# What is Spark MLlib?

Apache Spark’s Machine Learning Library (MLlib) is designed for simplicity, scalability, and easy integration with other tools. With the scalability, language compatibility, and speed of Spark, data scientists can focus on their data problems and models instead of solving the complexities surrounding distributed data (such as infrastructure, configurations, and so on). Built on top of Spark, MLlib is a scalable machine learning library consisting of common learning algorithms and utilities, including classification, regression, clustering, collaborative filtering, dimensionality reduction, and underlying optimization primitives. Spark MLLib seamlessly integrates with other Spark components such as Spark SQL, Spark Streaming, and DataFrames and is installed in the Databricks runtime.
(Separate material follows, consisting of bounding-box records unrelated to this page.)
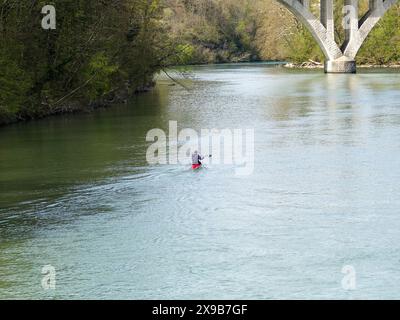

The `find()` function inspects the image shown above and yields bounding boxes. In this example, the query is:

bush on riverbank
[0,0,400,124]
[0,0,188,123]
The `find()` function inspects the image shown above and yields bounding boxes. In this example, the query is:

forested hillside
[0,0,400,123]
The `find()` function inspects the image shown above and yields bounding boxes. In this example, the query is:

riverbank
[0,81,156,127]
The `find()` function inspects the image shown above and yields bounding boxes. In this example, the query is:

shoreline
[0,81,156,128]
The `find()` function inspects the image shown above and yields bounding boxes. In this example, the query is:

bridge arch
[277,0,398,73]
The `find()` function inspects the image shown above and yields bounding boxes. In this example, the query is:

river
[0,64,400,299]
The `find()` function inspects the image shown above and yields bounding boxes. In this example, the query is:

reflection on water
[0,64,400,299]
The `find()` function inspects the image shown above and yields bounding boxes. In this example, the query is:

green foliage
[0,0,184,123]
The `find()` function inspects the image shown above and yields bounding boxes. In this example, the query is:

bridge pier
[277,0,398,73]
[325,56,357,73]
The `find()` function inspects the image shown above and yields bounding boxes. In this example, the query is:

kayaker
[192,151,204,169]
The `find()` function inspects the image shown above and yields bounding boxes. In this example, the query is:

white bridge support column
[277,0,398,73]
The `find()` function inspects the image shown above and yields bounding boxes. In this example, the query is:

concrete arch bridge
[277,0,398,73]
The library is usable in Java, Scala, and Python as part of Spark applications, so that you can include it in complete workflows. MLlib allows for preprocessing, munging, training of models, and making predictions at scale on data. You can even use models trained in MLlib to make predictions in Structured Streaming. Spark provides a sophisticated machine learning API for performing a variety of machine learning tasks, from classification to regression, clustering to deep learning. 
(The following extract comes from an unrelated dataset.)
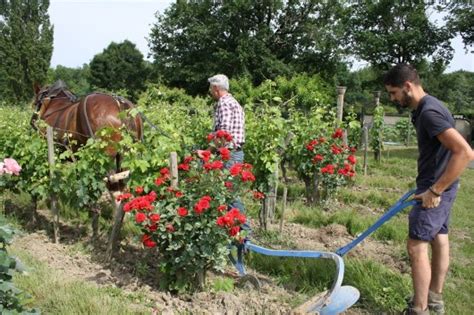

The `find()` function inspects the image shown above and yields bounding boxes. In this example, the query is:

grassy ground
[248,148,474,314]
[1,148,474,314]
(https://databricks.com/glossary/what-is-machine-learning-library)

# Loading Dataset

In [0]:
data = spark.sql('SELECT * FROM employee')
data.display()

satisfaction_level,last_evaluation,number_project,average_montly_hours,time_spend_company,Work_accident,promotion_last_5years,department,salary,left
0.38,0.53,2,157.0,3,0,0,,low,1
0.8,0.86,5,262.0,6,0,0,sales,,1
0.11,0.88,7,272.0,4,0,0,sales,,1
0.72,,5,,5,0,0,sales,low,1
0.37,0.52,2,159.0,3,0,0,sales,low,1
0.41,0.5,2,153.0,3,0,0,sales,low,1
0.1,0.77,6,247.0,4,0,0,sales,low,1
0.92,0.85,5,259.0,5,0,0,sales,low,1
0.89,1.0,5,224.0,5,0,0,sales,low,1
0.42,0.53,2,142.0,3,0,0,sales,low,1


In [0]:
from pyspark.sql.functions import isnan, when, count, col
data.select([count(when(isnan(c) | col(c).isNull(), c)).alias(c) for c in data.columns]).show()

In [0]:
data = data.na.drop("any")

In [0]:
data.select([count(when(isnan(c) | col(c).isNull(), c)).alias(c) for c in data.columns]).show()

In [0]:
data.printSchema()

# Dealing with Categorical Features in PySpark

In [0]:
from pyspark.ml.feature import Imputer, VectorAssembler, VectorIndexer, OneHotEncoder, StringIndexer
from pyspark.sql.types import StringType, DoubleType

In [0]:
# numeric features
numeric_features =[f.name for f in data.schema.fields if not isinstance(f.dataType, StringType)]
print(numeric_features)

In [0]:
# categorical features
categorical_features = [f.name for f in data.schema.fields if isinstance(f.dataType, StringType)]
print(categorical_features)

In [0]:
# string indexer for department
department_indexer = StringIndexer(inputCol='department', outputCol='departmentIndex')

In [0]:
# one hot encoder for department
department_encoder = OneHotEncoder(inputCol='departmentIndex', outputCol='departmentVec')

In [0]:
# string indexer for salary
salary_indexer = StringIndexer(inputCol='salary', outputCol='salaryIndex')

In [0]:
# one hot encoder for salary
salary_encoder = OneHotEncoder(inputCol='salaryIndex', outputCol='salaryVec')

# Vector Assembler

In [0]:
# vector assembler
assembler = VectorAssembler(inputCols=['satisfaction_level', 'last_evaluation', 'number_project', 
                                      'average_montly_hours', 'time_spend_company', 'Work_accident',
                                      'promotion_last_5years', 'departmentVec', 'salaryVec'],
                            outputCol='features')

# Logistic Regression

In [0]:
# lets now import the model now
from pyspark.ml.classification import LogisticRegression
lr = LogisticRegression(featuresCol='features', labelCol='left')

# What is Pipeline?

A machine learning pipeline is a way to codify and automate the workflow it takes to produce a machine learning model. Machine learning pipelines consist of multiple sequential steps that do everything from data extraction and preprocessing to model training and deployment.

For data science teams, the production pipeline should be the central product. It encapsulates all the learned best practices of producing a machine learning model for the organization’s use-case and allows the team to execute at scale. Whether you are maintaining multiple models in production or supporting a single model that needs to be updated frequently, an end-to-end machine learning pipeline is a must.

(https://valohai.com/machine-learning-pipeline/)

In [0]:
from pyspark.ml import Pipeline

In [0]:
pipeline = Pipeline(stages = [department_indexer, salary_indexer,
                              department_encoder, salary_encoder,
                              assembler, lr])

In [0]:
# split data
train, test = data.randomSplit([0.7,0.3])

In [0]:
# fit the pipeline
pipeline_fit = pipeline.fit(train)

In [0]:
results = pipeline_fit.transform(test)

In [0]:
results.head(1)

In [0]:
results.select('prediction', 'left').show()

# Model Evaluator

In [0]:
from pyspark.ml.evaluation import BinaryClassificationEvaluator

In [0]:
evaluator = BinaryClassificationEvaluator(labelCol='left')

In [0]:
# by default it displays  AUC
evaluator.evaluate(results)